The list itself is dangerous to begin with. Depression is common. “An estimated 22% of Americans ages 18 and older (about 1 in 5 adults), suffer from a diagnosable mental health disorder. 4 out of 10 leading causes of disability in the US and other developed countries are mental health disorders. Major depression is the leading cause of disability in the US.” It is also gendered. “Nearly twice as many women (12.0%) as men (6.6%) are affected by depression.”[5] Depression is also income related. “In 2005–2010, among adults 20–44 and 45–64 years of age, depression was five times as high for those below poverty, about three times as high for those with family income at 100%–199% of poverty, and 60% higher for those with income at 200%–399% of poverty compared with those at 400% or more of the poverty level.”[6] It is also racialized. “African-Americans have the highest rate of current depression (12.8 percent), followed by Hispanics (11.4 percent), and whites (7.9 percent).”[7] Depression is also correlated with stressful and traumatic life events. De jure discrimination on the basis of depression is de facto discrimination against women, minorities, impoverished, and those who have been subjected to rape, abuse, loss, and other trauma. If depression were necessarily permanently debilitating from military work, that would be one thing. But people’s ability to cope with depression covers a spectrum just as wide as people’s ability to cope with the inane bureaucracy that is military life.
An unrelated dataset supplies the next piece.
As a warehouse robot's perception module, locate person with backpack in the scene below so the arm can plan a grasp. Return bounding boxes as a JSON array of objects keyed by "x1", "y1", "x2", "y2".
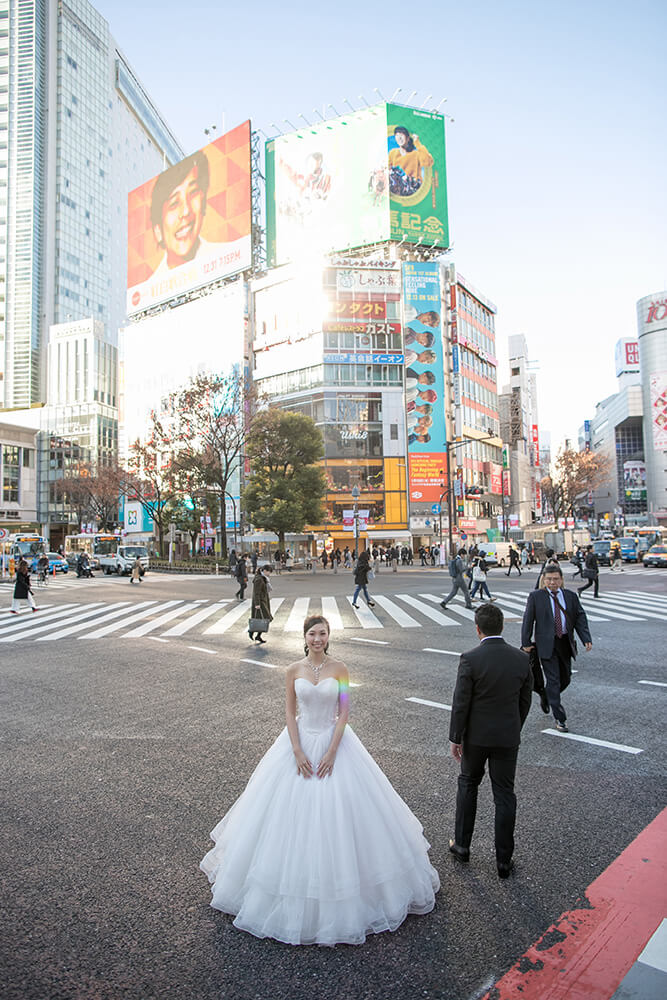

Also, these marginalized demographics should not be considered for diversity’s sake alone (while that is a worthy reason by itself); it is those who have experienced marginalization who have the strongest ability to empathize with those the military seeks to help, and the most experience overcoming difficult and stressful circumstances.

Furthermore, many people with depression do not have the resources or wherewithal to recognize what they are experiencing. It was only at the suggestion of my best friend that I first looked up symptoms of depression and began to wonder if that is what I was experiencing. It was only because my college has a counseling center that is accessible and relatively unstigmatized that I was able to seek counseling. It was only because I have insurance that covers mental health that I was able to go to a psychiatrist. It is only because I am a self-aware and strong person that I have been able to acknowledge to myself that I have depression. Yet all of these experiences that are evidence of my prevailing vitality are the exact reasons I can be disqualified. If anywhere along that chain I had lacked in friends, resources, or personal courage, I would not be in the place where I am, at risk of disqualification.

This means that those who are most in touch with their own mental health and those who are the most likely to be able and willing to reach out when they need help are shut out from the military from the very beginning. This is unfortunate for those individuals who are excluded, but it is even more unfortunate for the many individuals who make it into the military and find themselves surrounded by people who either have no experience with mental health concerns or do not have the resources or strength to realize their struggles.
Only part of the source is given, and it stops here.